Corporate-Owned Conf. Centers Find A Ready Market
Corporate-owned executive conference centers, such as those operated by Whirlpool and Chase Manhattan Bank, are doing a booming business these days with occupancies of up to 65 percent or more.
A poll of International Association of Conference Centers corporate-owned members finds new movement to welcome other companies' meetings into their facilities. Of the 15 residential corporate facilities in the survey, eight have recently decided to let in outsiders.
The survey also shows these centers average 30,000 square feet in size and occupancies of 60 percent.
Geoff Lawson, the IACC member who spearheaded the survey, noted that centers are doing well whether or not they open their doors to outsiders.
The other findings included:
* There is little uniformity in conference center operations or with respect to how they are financed. Members differ in terms of how--and if--they are subsidized by their corporate parents, and whether they opt to use professional management companies.
* Different conference centers measure occupancy differently, meaning that general occupancy trends and figures can only be approximated.
* Corporate facilities that do open their doors to guests do so on a very selective basis. Generating revenue is not a priority, and few if any corporations wish to invest in a collections department or have the responsibility of dealing with receivables on a large scale.
* 65 percent of the non-residential centers surveyed have laptop and dataport capabilities as well as personal computers, suggesting that computer training is frequently handled at these facilities.
Lawson, the general manager of the Bank of Montreal Institute for Higher Learning, initiated the survey two years ago at IACC's spring meeting, when a need to benchmark prompted him to search out information about occupancies and standard operating procedures in the corporate conference center market.
"I realized that there wasn't much data available," he said. "When I arrived at the Colorado meeting in 1995, I started to ask around to see who would be interested in sharing trade secrets."
Five meeting attendees banded together to develop the survey, which assessed all of IACC's member properties. Surveys were sent out last fall, and responses were tallied in January. Of the 49 surveys sent, 24 were returned.
Among the factors prompting new activity in the corporate sector, Lawson said, "is a movement in our companies to work collaboratively and inventively. Management movements such as total quality management and excellence benchmarking are spurring education and training. As the demand for such services increases, occupancies should continue to rise as well."
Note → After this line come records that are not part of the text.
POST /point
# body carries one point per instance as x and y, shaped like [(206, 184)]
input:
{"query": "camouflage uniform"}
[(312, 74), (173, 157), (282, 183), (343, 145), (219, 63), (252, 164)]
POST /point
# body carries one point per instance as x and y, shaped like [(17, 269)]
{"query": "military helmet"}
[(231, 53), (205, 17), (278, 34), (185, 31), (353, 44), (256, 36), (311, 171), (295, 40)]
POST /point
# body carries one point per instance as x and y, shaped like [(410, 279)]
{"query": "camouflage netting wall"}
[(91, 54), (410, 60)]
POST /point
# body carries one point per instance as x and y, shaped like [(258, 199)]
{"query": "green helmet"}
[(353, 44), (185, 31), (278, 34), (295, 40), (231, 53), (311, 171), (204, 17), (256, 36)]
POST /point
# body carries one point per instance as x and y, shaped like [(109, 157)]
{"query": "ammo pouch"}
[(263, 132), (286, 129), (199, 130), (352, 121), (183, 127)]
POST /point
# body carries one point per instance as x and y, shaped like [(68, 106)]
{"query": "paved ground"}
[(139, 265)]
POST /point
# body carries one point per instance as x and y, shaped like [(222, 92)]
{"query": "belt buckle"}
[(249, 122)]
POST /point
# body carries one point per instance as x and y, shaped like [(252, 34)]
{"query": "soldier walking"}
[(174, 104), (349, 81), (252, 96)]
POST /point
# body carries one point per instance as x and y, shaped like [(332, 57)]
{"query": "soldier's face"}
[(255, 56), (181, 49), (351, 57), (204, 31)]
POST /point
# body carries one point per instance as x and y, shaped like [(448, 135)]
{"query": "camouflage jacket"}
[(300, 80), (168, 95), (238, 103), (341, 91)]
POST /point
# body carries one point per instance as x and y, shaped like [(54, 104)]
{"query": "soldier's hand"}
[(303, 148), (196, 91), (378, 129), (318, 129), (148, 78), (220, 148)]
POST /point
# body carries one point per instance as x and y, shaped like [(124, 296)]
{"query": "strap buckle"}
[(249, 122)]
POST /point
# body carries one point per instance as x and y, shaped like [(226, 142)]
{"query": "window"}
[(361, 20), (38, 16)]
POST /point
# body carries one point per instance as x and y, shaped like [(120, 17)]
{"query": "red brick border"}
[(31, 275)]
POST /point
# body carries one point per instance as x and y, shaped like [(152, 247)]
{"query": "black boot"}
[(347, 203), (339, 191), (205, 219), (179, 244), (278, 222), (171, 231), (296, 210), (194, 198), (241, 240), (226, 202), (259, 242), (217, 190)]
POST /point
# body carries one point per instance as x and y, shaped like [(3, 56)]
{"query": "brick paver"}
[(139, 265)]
Lawson said it is premature to say whether such a push in demand would translate into new building starts among the corporate sector. Nonetheless, many parts of the country are starting to feel a need for facilities. Mike Illson, vice president and general manager of Chase MetroTech Conference Center in Brooklyn, N.Y., said that at his firm's "open door" facility in Manhattan's Wall Street area, "we're seeing more business in the last three years than we have in previous year.s."
A systems engineer by training, Illson applied the IACC uniform system of occupancy accounting for a precise measure. "If we have 30 seats in a room, that room isn't 100 percent occupied unless 30 people fill those seats," Illson said. "In other facilities, I've seen measurements where if one person occupies the room, they consider it 100 percent occupied." By his measure, the facility had an occupancy of 98 percent.
He attributed an improvement in the overall business environment and the shortage of dedicated conference space that is peculiar to the New York metro area as driving the current occupancy spree.
Doug Weier, vice president of office services and purchasing for Viacom, agreed that the situation is more acute in major urban centers in general and in New York City in particular. After Viacom--whose divisions include MTV Networks, Simon and Schuster and Prentice Hall--sold the office building that housed its conference facility, the company was in a crunch.
"The problem is we are not a static business," Weier said. "We make and break reservations on short notice. The cancellation fees and penalties can be steep."
A new dedicated facility goes back on line late in 1998. Viacom will outsource management of the facility.
Gordon Gregory, general manager of the Brandywine Creek-Whirlpool Performance Center in Covert, Mich., said his facility is doing a healthy internal business. Whirlpool's philosophy is that the facility ought to remain dedicated to its own personnel. "We think that if you're going to invest money in a training facility, you should keep it available for your own employees so that meetings can be set with limited lead times and the operation can run with fewer glitches.